1

I have a bash script with various WP-CLI commands to run a backup, check & optimize db tables, run a security vulnerability check, check available core, plugin, and theme updates, and then email the report to me.

If I run this script from the command line, it works perfectly. However, if I schedule a cronjob, the script runs, but the output for all WP commands are as such:

/usr/local/bin/dev-maintenance-check.bash: line 70: wp: command not found

I've tried various different cron job formats to no avail. This is the current cronjob:

0 1 * * 0,3 bash /usr/local/bin/dev-maintenance-check.bash

My WP-cli installation is at usr/local/bin/wp. Again, if I run "bash /usr/local/bin/dev-maintenance-check.bash" in the command line, that works.

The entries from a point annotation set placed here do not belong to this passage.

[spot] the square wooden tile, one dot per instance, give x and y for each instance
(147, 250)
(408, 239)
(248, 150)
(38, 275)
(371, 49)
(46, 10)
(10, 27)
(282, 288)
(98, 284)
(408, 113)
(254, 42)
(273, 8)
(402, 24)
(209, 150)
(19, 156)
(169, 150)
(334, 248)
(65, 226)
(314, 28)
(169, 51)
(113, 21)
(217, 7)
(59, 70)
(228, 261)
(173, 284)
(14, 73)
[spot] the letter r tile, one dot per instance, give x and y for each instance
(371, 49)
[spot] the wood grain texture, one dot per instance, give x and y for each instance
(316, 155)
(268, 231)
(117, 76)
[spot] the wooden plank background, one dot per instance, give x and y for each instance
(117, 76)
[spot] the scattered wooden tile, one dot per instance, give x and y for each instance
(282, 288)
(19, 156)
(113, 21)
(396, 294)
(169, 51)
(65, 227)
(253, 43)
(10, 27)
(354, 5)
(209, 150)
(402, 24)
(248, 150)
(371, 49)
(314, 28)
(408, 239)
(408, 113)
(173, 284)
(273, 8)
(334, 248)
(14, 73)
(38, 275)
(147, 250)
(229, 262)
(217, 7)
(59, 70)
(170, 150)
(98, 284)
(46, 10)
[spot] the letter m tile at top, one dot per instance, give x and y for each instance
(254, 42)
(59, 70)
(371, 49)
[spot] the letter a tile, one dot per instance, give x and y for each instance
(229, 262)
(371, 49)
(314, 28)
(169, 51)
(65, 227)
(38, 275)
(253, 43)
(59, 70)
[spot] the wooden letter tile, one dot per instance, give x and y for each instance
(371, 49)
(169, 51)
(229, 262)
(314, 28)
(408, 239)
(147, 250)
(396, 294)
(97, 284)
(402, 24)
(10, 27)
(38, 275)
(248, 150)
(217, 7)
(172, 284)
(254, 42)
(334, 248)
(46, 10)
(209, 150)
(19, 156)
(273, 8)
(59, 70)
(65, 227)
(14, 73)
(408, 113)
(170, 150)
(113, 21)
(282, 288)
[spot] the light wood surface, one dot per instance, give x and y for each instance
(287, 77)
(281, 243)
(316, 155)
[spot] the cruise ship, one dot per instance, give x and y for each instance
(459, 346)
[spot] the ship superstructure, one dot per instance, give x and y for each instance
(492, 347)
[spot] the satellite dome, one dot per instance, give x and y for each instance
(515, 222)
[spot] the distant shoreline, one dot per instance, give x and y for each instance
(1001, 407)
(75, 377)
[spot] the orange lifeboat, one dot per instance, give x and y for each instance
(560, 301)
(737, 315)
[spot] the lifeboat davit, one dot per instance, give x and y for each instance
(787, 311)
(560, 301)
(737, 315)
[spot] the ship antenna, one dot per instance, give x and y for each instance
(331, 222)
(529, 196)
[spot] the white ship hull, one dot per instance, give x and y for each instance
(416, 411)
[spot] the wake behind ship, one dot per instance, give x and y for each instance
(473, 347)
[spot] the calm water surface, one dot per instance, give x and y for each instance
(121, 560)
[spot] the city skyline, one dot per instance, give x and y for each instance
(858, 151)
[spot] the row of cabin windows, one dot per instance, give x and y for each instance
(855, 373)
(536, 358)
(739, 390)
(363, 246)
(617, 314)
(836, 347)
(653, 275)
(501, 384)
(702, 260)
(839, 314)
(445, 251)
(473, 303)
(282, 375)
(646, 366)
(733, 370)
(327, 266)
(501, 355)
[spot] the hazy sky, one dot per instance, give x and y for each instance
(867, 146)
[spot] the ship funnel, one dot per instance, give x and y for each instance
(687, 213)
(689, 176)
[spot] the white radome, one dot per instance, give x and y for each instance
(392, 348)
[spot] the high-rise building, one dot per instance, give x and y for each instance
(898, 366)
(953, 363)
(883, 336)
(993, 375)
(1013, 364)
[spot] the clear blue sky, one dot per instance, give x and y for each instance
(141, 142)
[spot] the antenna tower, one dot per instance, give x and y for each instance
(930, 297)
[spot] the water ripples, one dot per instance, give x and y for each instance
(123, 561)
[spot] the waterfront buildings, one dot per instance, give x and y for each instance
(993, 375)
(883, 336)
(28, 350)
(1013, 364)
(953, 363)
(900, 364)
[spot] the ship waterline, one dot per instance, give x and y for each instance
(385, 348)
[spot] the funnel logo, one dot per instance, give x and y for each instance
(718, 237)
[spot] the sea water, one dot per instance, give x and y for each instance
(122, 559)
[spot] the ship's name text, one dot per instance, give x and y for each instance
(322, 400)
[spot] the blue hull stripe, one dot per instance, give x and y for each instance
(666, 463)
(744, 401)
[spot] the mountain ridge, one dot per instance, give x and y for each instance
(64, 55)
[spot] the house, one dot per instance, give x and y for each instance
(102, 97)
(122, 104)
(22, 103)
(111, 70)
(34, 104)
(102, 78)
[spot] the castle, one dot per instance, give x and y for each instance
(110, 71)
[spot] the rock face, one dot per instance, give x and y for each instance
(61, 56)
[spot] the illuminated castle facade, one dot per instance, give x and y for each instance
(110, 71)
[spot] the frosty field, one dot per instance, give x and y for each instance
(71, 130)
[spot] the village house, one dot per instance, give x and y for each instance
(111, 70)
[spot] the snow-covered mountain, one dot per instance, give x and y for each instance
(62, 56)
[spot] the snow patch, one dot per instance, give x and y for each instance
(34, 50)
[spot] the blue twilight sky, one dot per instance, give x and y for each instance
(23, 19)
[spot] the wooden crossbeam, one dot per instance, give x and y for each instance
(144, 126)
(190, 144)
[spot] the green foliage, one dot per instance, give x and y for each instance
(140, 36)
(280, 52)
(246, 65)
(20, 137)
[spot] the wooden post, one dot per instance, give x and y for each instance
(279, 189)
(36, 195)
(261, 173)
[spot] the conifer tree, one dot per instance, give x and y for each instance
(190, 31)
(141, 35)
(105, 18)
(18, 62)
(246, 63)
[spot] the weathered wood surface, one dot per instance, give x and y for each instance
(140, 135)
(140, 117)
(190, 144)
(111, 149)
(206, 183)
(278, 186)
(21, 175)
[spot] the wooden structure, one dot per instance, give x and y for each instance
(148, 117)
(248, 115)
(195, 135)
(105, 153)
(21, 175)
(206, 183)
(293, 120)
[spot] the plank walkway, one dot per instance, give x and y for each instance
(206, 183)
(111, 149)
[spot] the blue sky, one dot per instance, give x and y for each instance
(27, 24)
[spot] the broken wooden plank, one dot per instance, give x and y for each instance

To me, it sounds like the wp-cli needs to be called in the script. I feel confident that I've exhausted my search on Google on the wp-cli docs. Any help would be appreciated.

Abe
  • 391
  • 2
  • 20
cinemafunk
  • 73
  • 7

1 Answers1

1

As your script is a shell script (/bin/sh), then your PATH entries in .bashrc will not be read as that is for the bash (/bin/bash) interactive shell.

To make your PATH entries available to /bin/sh scripts run by a specific user, add the PATH entry to the .profile file in that users home directory.

See https://unix.stackexchange.com/a/163126/72176


So, the interesting part is not your crontab, but your script. Simply call the absolute or relative location to wp or fix it as suggested above and it should work.

Absolute:

#!/usr/bin/env bash
cd /var/www/wordpress
/usr/local/bin/wp cache flush

Relative (WP-CLI installed as local Composer dependency):

#!/usr/bin/env bash
cd /var/www/wordpress
vendor/bin/wp cache flush
leymannx
  • 5,138
  • 5
  • 45
  • 48
  • It is a good idea to set the PATH variable so cron can find the commands I want to run. I have to put the following line at the beginning of crontab file. PATH=/usr/local/sbin:/usr/local/bin:/usr/sbin:/usr/bin:/sbin:/bin
    The question is: How can I verify that this is the right path I have to use?